Es hält sich ja gnadenlos die Mär, dass früher alles besser war – sagen vor allem die Älteren. Nimmt man dann aber noch den klassischen Märcheneinstieg mit „Es war einmal…“ dazu – dann hat man eigentlich ein perfektes Narrativ rund um den Erhalt der Trinkwassergüte in der häuslichen Trinkwasser-Installation: „Es war einmal…“ eine Zeit, in der waren die Menschen froh, wenn sie zuhause überhaupt fließend Wasser hatten. Damals, also so vor etwa 80 bis 100 Jahren, oder noch etwas länger her. Zu einer Zeit also, die heute auf jeden Fall als „früher“ durchgeht – wo, siehe oben, bekanntlich alles besser war.

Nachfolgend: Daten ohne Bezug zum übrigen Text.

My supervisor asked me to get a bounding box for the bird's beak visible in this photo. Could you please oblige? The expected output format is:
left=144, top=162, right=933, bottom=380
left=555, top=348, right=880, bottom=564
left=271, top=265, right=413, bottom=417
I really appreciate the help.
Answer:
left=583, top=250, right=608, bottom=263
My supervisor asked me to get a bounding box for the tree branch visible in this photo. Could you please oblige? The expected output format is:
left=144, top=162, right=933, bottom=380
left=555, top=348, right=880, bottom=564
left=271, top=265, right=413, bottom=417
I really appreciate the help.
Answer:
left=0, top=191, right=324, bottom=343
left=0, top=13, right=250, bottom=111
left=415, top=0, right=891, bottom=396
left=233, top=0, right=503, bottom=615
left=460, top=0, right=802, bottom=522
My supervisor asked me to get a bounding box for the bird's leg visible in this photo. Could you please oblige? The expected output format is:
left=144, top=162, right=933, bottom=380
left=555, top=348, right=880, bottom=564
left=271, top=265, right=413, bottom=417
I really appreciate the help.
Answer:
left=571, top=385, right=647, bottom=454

Was, bezogen auf das hier ganz eng fokussierte Thema, sogar stimmt: Nur eine Kaltwasserleitung beispielsweise zur zentralen Entnahmestelle für alle auf der ungeheizten Etage, das machte Freude! Weniger den Verbrauchern als vielmehr den Trinkwasserhygienikern, hätte es sie denn damals schon in der heutigen Form gegeben: keine langen Leitungswege, keine vermaschten Netze mit funktionalen Totleitungen, keine Fremderwärmung von Trinkwasser kalt (PWC) – wo soll denn da überhaupt eine Pseudomonade, geschweige denn eine Legionelle, gedeihen können?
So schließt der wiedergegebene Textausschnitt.